# Krebsscheren



## geha (24. Mai 2008)

Hallo

wann kommen eigentlich Krebsscheren an die Oberfläche?
Meine sind noch alle auf Tauchstation  

Gruß Georg


----------



## Claudia & Ludwig (24. Mai 2008)

*AW: Krebsscheren*

Krebsscheren sind Unterwasserpflanzen, die nur zum Blühen nach oben kommen (soweit wir wissen). Eine Regel wann sie auftauchen, gibt es wohl nicht, auch nicht, ob sie überhaupt auftauchen.

Wir haben so einige der Pflanzen im Teich. Einige schwimmen schon seit Wochen an der Oberfläche, vor allem die kleinen, einjährigen "Nachwuchsexemplare", einige haben den Teichboden noch nicht verlassen ...


----------



## Eugen (25. Mai 2008)

*AW: Krebsscheren*

Hallo Georg

Wann,Warum,Weshalb  

Ich hab keine Ahnung,was in denen vorgeht.
Es hängt wohl mit der Wassertemperatur und der Sonneneinstrahlung zusammen.
Letztes Jahr kamen sie bei mir relativ spät hoch, dafür blühten sie wie verrückt.
Heuer sind einige schon oben,die große Masse liegt allerdings noch am Boden. ( in über 100cm Tiefe )

@ Ludwig

Letztes Jahr konnte ich beobachten,dass Krebsscheren auch unter Wasser blühen.


----------



## olaf12 (25. Mai 2008)

*AW: Krebsscheren*

Hallo habe einen Bodenablauf in meinen Teich kann ich dann auch krebsscheren in meinen teich halten.gruß olaf


----------



## ---Torsten--- (25. Mai 2008)

*AW: Krebsscheren*

ich denke schon
wie groß ist den die saugwirkung am ablauf?, das könnte im winter zum problem werden, im sommer sind die ja an der wasseroberfläche


----------



## ferryboxen (25. Mai 2008)

*AW: Krebsscheren*

hallo

bei mir ist immer ein teil oben...und einige liegen noch am

boden.

haben jedoch bei mir überhand genommen. somit mussten

jede menge entsorgt werden.

gruss lothar


----------



## ---Torsten--- (28. Mai 2008)

*AW: Krebsscheren*



			
				ferryboxen schrieb:
			
		

> hallo
> 
> bei mir ist immer ein teil oben...und einige liegen noch am
> 
> ...



hallo,
die hast du nicht wirklich entsorgt oder?  
viele hier hätten da bestimmt interesse gehabt


----------



## Bombusterestris (28. Mai 2008)

*AW: Krebsscheren*

Hallo,
ich hatte immer viele Krebsscheren in meinem Teich.Da war der pH-Wert im leicht saueren Bereich. Jetzt habe ich einen pH-Wert von 7,5-8,0 und die KS sind verschwunden. Das mit dem Blühen oben und danach abtauchen habe ich auch beobachtet (halt als ich noch welche hatte)! Meine Karbonathärte liegt bei 1 mit gutem Willen auch bei 2, aber nicht höher, gemessen im Leitungs-Regen-und Teichwasser!!!! Kann`s daran liegen ? Help!

Gru? Stefan


----------



## grisu112 (28. Mai 2008)

*AW: Krebsscheren*

Ich würde froh sein, wenn meine Krebsscheren überhaupt mal wachsen würden. Die sind nur Fischfutter  
Meine USA __ Shubunkin & Hypophthalmichthys lieben die Krebsscheren. 

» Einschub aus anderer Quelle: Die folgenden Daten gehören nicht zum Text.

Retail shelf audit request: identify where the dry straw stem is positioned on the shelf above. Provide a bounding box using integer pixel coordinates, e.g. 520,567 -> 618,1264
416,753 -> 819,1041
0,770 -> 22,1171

Habe die Krebsscheren nun mal in eine ganz flache Zone gebracht, wo die kleinen Räuber nicht drann kommen.

LG
Olli


----------



## laolamia (29. Mai 2008)

*AW: Krebsscheren*

hallo!

ich habe mir gestern wieder eine gekauft. (3. versuch)
bisher sind alle verschwunden (haben sich aufgeloesst)

sollte jemand noch einige ueber haben nehm ich die gerne! 

gruss marco


----------



## midnite (29. Mai 2008)

*AW: Krebsscheren*

Hi,

die Krebsscheren wuchern bei mir wie verrückt. Sie werfen Ableger ohne ende. Die Ableger schwimmen ca. 1 Tag an der Oberfläche, sinken dann ab.

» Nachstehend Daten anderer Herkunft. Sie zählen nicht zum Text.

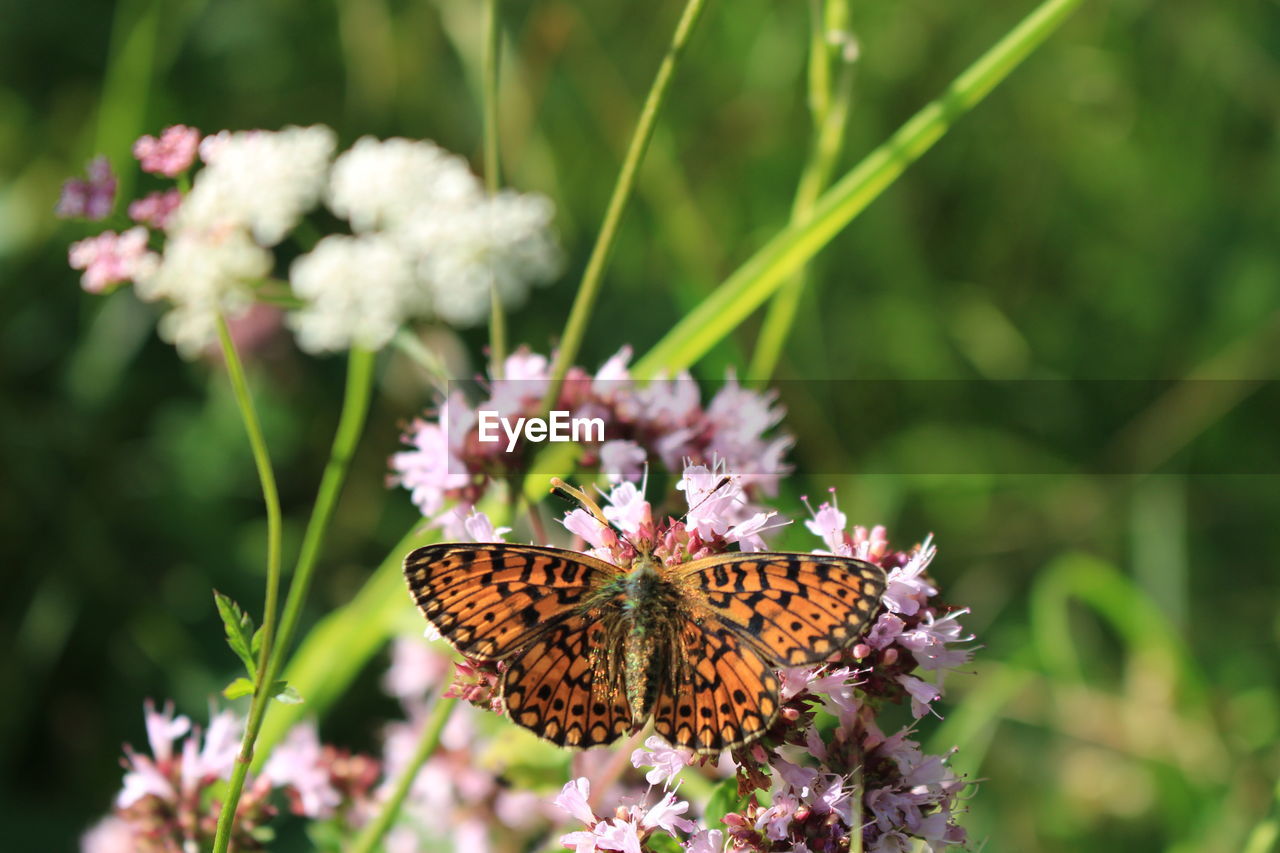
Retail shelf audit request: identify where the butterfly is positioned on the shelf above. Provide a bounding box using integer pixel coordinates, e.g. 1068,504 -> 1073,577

Die größeren Pflanzen sind seit ca. 2 jahren drinn, bleiben am teichboden und haben bisher nicht geblüht  

ich musste auch demnächst "ausmisten" sonst haben die anderen Pflanzen keine chance.


----------



## Nebelschnecke (29. Mai 2008)

*AW: Krebsscheren*

Hallo,
habe seit drei Tagen auch Krebsscheren, habe sie mir schicken lassen.
Nun folg. Frage: 
Die kamen mit einer kleinen - ich würde mal sagen dass es eine ist - Wurzel.
Also beschweren oder in Körbchen setzen ist da nicht.
mir blieb nur sie ins Wasser zu setzen. nun schwimmt sie recht unmotiviert seitlich vor sich hin, und es bräunen immer mehr Blätter 
Ist das ok so?

Gruß Ruth


----------



## midnite (29. Mai 2008)

*AW: Krebsscheren*

Hallo Ruth,
so habe ich das auch damals gemacht.
so nach 1 bis 2 tage hat sie dann die tiefe gesucht und seitdem da geblieben.


----------



## Eugen (29. Mai 2008)

*AW: Krebsscheren*

hallo Ruth,

ja, einfach nur ins Wasser geben.
Dabei allerdings drauf achten, dass der "Wurzelansatz" nicht verletzt wird.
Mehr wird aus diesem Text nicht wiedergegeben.